As the table descends from “level one” downward, Urrutia uses Goreng’s conscience to navigate the numerous atrocities at play. Those on top, benefitting from hot-out-the-oven pickings? Gluttons who piggishly scarf whatever they can based on availability. Those unluckily trapped in the basement levels? Driven to cannibalism, murder, and worse as bone-dry carcasses are all that’s left. Characters hopelessly suggest rationing methods, as enough dishes are provided to feed the entire complex should cooler heads prevail – but that’s what The Platform aims to expose. Fangs gnashing, tempers flaring. No mercy is granted despite inhabitants being moved floor to floor by “managers” we’ll call them. “Mine is mine” without sympathy becomes the motto, men and women no longer treating others as they’d desire pleasantries shown unto themselves.
Thus brings us to Goreng’s experience, which is our cinematic perspective. The sap who clutches paper pages and binding as his one “contraband” allowance whereas Trimagasi hugs his steel kitchen knife. Goreng abstains from digesting backwash “leftovers” as a mid-level commoner, but then his situation sinks deeper and direr. As hunger pangs louden, gristle scraps become more appetizing.

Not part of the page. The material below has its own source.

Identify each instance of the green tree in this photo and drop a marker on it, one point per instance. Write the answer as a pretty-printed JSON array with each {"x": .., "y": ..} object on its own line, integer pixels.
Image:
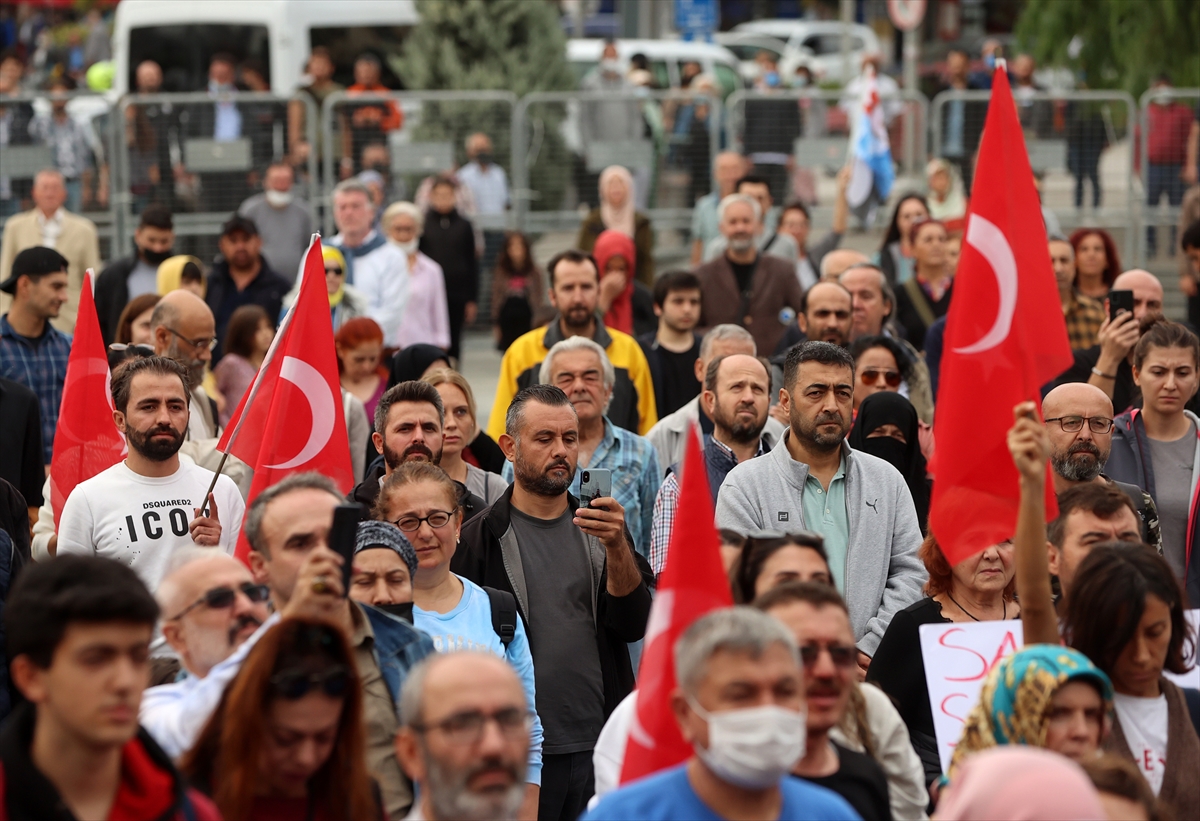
[{"x": 1116, "y": 43}]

When dropped to a bottom level, Trimagasi confesses the tasty fate of his previous cellmate since someone’s gotta eat. When granted positioning towards the top, Goreng scoffs at Imoguiri’s (Antonia San Juan) polite attempts to pass down a “rations only” menu telephone-style. Inmates are given full run of the proverbial asylum, and anarchy is the only rule. Urrutia doesn’t shy from the dehumanizing results you’d expect.

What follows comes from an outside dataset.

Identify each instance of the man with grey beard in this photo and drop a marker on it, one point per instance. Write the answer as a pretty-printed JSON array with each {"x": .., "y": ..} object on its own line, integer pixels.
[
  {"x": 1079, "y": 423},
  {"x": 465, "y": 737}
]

Better yet, The Platform is fu**ing ruthless. Excuse my language, but the barbaric treatment of edible perfection is only the first course in terms of disturbing contextual punishments. Characters accept their fates when hope seems glib by splatting, hanging, flaying – anything that’ll make your skin squirm. Urrutia begs you to stomach every decision, each raw cut of festering, maggot-ridden flesh, to the point where primality devolves “participants” to a level of bloodsoaked injustice. Life outside enclosed walls ceases to exist, only “The Platform” left as a cyclical altar to be worshipped as their new God. Utter craziness? Undoubtedly. A unique and daunting catalyst for a sickening brand of societal breakdown? Mesmeric, frankly.
The Platform may layer decadent buttercream frosting atop moist, sumptuous spice cakes, but this is not a sugar-coated presentation of man’s better intentions. Galder Gaztelu-Urrutia aims to rally the troops, tired of being shit on for too long (direct metaphor). Aggression and angst are elevated as communal wellness dissolves under sizzling red-light color filtration, and yet, there’s positivity to clutch before the credits roll. Yes, the movie about decapitations and nuclear class warfare and starving future murders *still* retains a glimmer of hope to be acknowledged. Who says you can’t have it all these days?
Great
The Platform is a multi-tiered assembly of tension, terror and terrible imaginings that, in cake form, would be worth centerpiece window placement in any professional pâtisserie.